Qui sont ces personnes ? Souvent des fonctionnaires du Quai d'Orsay en poste à l'étranger : il me semble que les hauts fonctionnaires les mieux payés sont les diplomates en poste dans des pays en guerre. Or je ne pense pas que ce soit très amusant d'être ambassadeur de France en Afghanistan ou en Irak. Si le Président de la République me le permet, je dirai même qu'il s'agit d'une tâche parfois un peu plus difficile et dangereuse que la sienne. Si nous adoptions votre amendement, il faudrait encore tenir compte de cette dangerosité.

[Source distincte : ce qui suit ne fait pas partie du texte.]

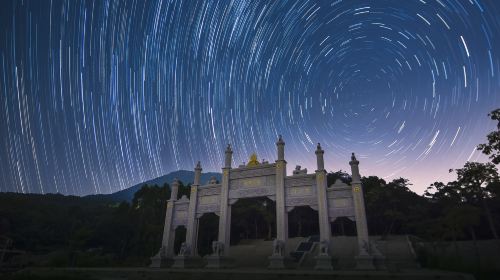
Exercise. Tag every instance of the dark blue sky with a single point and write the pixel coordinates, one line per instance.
(96, 96)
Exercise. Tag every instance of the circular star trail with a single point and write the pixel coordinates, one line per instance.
(96, 96)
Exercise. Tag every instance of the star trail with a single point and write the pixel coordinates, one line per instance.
(96, 96)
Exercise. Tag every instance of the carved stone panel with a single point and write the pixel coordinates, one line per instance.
(334, 213)
(255, 182)
(300, 180)
(208, 208)
(180, 218)
(251, 192)
(301, 201)
(209, 190)
(301, 191)
(209, 199)
(248, 172)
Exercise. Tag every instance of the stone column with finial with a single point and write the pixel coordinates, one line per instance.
(225, 208)
(281, 214)
(323, 260)
(191, 237)
(364, 260)
(167, 244)
(277, 259)
(321, 186)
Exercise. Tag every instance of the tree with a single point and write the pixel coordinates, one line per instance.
(475, 180)
(492, 148)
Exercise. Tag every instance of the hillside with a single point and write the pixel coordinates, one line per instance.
(185, 176)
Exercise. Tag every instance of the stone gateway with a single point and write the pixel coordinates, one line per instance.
(265, 180)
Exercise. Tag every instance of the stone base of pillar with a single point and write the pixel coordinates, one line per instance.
(276, 262)
(323, 262)
(218, 262)
(364, 262)
(379, 262)
(187, 262)
(160, 261)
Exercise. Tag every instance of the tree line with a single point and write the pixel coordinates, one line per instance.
(84, 231)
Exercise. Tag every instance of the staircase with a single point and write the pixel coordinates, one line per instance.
(304, 248)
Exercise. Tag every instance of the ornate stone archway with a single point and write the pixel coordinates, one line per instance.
(270, 180)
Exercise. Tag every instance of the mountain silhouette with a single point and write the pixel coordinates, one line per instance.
(185, 176)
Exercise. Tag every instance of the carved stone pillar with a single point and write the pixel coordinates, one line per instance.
(225, 208)
(364, 260)
(281, 214)
(323, 260)
(167, 243)
(191, 234)
(321, 186)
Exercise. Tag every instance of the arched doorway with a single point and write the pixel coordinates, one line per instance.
(180, 236)
(343, 226)
(303, 221)
(253, 218)
(208, 228)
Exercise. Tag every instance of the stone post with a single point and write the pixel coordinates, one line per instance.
(281, 214)
(192, 223)
(323, 260)
(225, 210)
(167, 243)
(364, 260)
(277, 259)
(321, 186)
(168, 231)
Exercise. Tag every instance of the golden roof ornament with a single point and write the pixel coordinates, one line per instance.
(253, 160)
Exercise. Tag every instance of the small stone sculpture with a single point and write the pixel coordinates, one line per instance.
(278, 247)
(323, 248)
(217, 248)
(185, 249)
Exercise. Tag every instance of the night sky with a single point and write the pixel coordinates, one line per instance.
(96, 96)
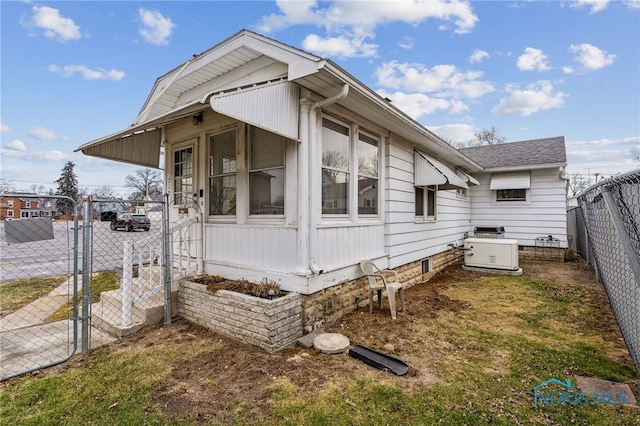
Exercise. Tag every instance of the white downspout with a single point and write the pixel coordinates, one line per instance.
(314, 209)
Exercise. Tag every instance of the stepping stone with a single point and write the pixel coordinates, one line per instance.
(307, 341)
(331, 343)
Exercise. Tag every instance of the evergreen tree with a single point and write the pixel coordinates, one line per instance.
(68, 187)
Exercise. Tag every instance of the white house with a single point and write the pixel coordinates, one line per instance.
(522, 188)
(300, 171)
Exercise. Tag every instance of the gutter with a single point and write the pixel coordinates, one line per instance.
(313, 180)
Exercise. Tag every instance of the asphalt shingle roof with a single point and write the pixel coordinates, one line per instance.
(523, 153)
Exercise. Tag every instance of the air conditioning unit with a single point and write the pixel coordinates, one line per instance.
(491, 255)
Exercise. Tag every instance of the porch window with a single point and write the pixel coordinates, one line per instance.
(335, 168)
(222, 173)
(183, 176)
(266, 172)
(425, 202)
(367, 154)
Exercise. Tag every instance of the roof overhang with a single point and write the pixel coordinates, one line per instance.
(429, 171)
(140, 144)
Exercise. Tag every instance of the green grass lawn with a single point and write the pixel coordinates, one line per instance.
(514, 333)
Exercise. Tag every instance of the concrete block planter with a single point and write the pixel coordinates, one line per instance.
(269, 324)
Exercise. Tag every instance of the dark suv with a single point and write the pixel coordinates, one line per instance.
(130, 222)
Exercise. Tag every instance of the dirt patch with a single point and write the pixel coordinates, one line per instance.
(238, 375)
(265, 289)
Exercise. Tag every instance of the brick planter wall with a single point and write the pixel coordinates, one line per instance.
(269, 324)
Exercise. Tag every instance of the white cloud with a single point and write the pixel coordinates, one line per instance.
(45, 134)
(36, 156)
(53, 25)
(341, 47)
(595, 5)
(417, 105)
(533, 60)
(156, 29)
(442, 80)
(456, 133)
(539, 96)
(16, 145)
(407, 42)
(478, 56)
(87, 73)
(590, 56)
(348, 24)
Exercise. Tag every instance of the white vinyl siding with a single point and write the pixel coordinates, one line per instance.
(544, 213)
(406, 239)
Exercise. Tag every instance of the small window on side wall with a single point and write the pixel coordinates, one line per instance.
(425, 202)
(511, 195)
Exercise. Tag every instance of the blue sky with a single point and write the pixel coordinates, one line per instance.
(72, 72)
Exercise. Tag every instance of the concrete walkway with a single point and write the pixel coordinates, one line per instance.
(27, 343)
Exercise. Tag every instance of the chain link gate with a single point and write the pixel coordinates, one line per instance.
(611, 211)
(103, 272)
(127, 257)
(39, 284)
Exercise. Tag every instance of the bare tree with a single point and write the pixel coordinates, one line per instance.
(577, 184)
(146, 184)
(490, 136)
(103, 192)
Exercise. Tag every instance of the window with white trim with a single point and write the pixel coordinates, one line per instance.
(222, 173)
(367, 157)
(425, 203)
(350, 170)
(266, 172)
(511, 195)
(183, 176)
(335, 167)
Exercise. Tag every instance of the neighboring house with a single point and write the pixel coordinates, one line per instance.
(23, 206)
(523, 187)
(298, 171)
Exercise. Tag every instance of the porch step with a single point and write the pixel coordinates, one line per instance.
(107, 313)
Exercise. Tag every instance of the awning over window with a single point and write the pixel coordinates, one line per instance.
(272, 107)
(511, 181)
(467, 177)
(429, 171)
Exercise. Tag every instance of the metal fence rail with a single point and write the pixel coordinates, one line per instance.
(611, 211)
(39, 285)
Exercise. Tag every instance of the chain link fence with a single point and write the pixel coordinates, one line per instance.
(39, 284)
(124, 263)
(611, 211)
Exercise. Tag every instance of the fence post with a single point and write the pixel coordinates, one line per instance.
(618, 224)
(127, 283)
(166, 253)
(86, 273)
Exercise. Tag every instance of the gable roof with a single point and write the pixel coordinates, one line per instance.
(242, 62)
(535, 153)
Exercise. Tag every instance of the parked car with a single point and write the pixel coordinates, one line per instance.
(130, 222)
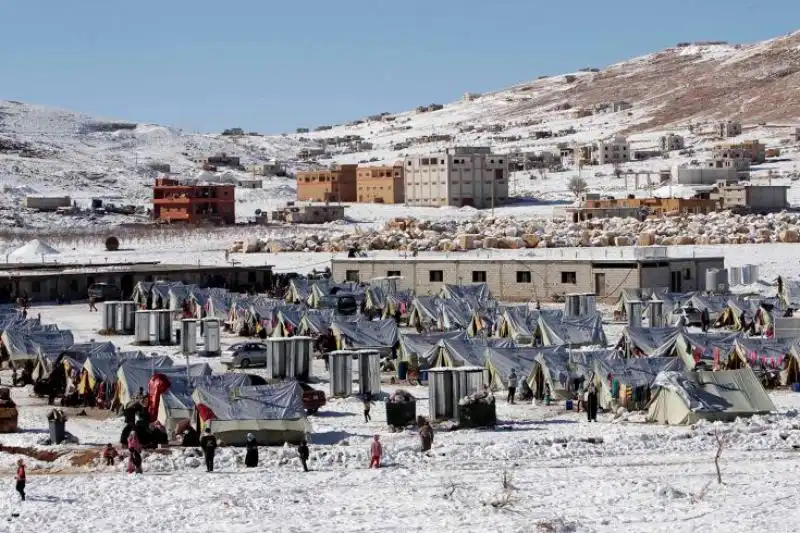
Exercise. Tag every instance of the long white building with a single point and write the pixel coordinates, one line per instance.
(458, 176)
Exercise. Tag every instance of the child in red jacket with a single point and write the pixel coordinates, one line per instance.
(20, 477)
(376, 450)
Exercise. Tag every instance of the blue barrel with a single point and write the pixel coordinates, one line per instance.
(402, 369)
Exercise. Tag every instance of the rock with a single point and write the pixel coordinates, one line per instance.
(788, 235)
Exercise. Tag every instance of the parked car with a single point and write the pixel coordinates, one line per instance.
(245, 355)
(313, 398)
(104, 291)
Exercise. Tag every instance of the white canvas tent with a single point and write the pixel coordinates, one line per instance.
(687, 397)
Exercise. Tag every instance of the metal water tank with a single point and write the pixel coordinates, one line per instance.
(277, 356)
(341, 373)
(588, 304)
(300, 352)
(655, 312)
(142, 327)
(572, 304)
(440, 393)
(634, 311)
(717, 280)
(110, 317)
(210, 336)
(188, 335)
(735, 276)
(163, 330)
(125, 317)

Se pose ensuite la question de la rémunération au mérite, qui rejoint celle de l'évaluation dont vient de parler Mme la rapporteure spéciale. En la matière, mes collègues du Gouvernement pourraient vous dire que je suis un peu vétilleux, mais je mets un point d'honneur à appliquer les recommandations du Premier ministre : fixer à 25 % du salaire la part variable de la rémunération de tout haut fonctionnaire travaillant pour l'État, au sein des opérateurs comme au niveau des directeurs d'administration centrale.

Peut-être faut-il aller même au-delà de 25 %, pour signifier l'importance de l'évaluation. Mais cela implique que les ministres, le Président de la République et, de manière générale, ceux qui sont chargés de l'évaluation ne procèdent pas comme à « L'école des fans » et ne mettent pas dix-neuf sur vingt à tout le monde à la fin de l'année : ce ne serait plus une rémunération au mérite. Pour évaluer, il faut établir un plan de transformation, puis voir si l'agent public a respecté la feuille de route qu'on lui a donnée et indexer sa rémunération variable sur sa réussite. Les critères d'appréciation peuvent être nombreux : les économies réalisées, le management – dont la qualité peut se mesurer à l'absentéisme des agents encadrés – , l'évolution, la diversité, l'implication, etc.

L'amendement est sinon démagogique, du moins peu averti de la façon dont l'État fonctionne et de certains problèmes qu'il rencontre actuellement. Ainsi, les intérêts de l'État ne sont pas toujours bien défendus, notamment en cas de contentieux juridiques. Nous aimerions que davantage de jeunes gens choisissent le service de l'État, ce qui nous ferait gagner de l'argent dans certains contrats ou contentieux, plutôt que de voir une partie des plus talentueux partir dans le privé.

Cette réflexion rejoint celle que nous avons eue à propos de l'ENA, entre autres établissements : nous formons de jeunes hauts fonctionnaires pour qu'ils servent l'État et l'intérêt général et non pas pour qu'ils aillent dans le privé. Ce n'est pas seulement une question de rémunération, mais c'est aussi une question de rémunération, et il ne faut pas en avoir honte.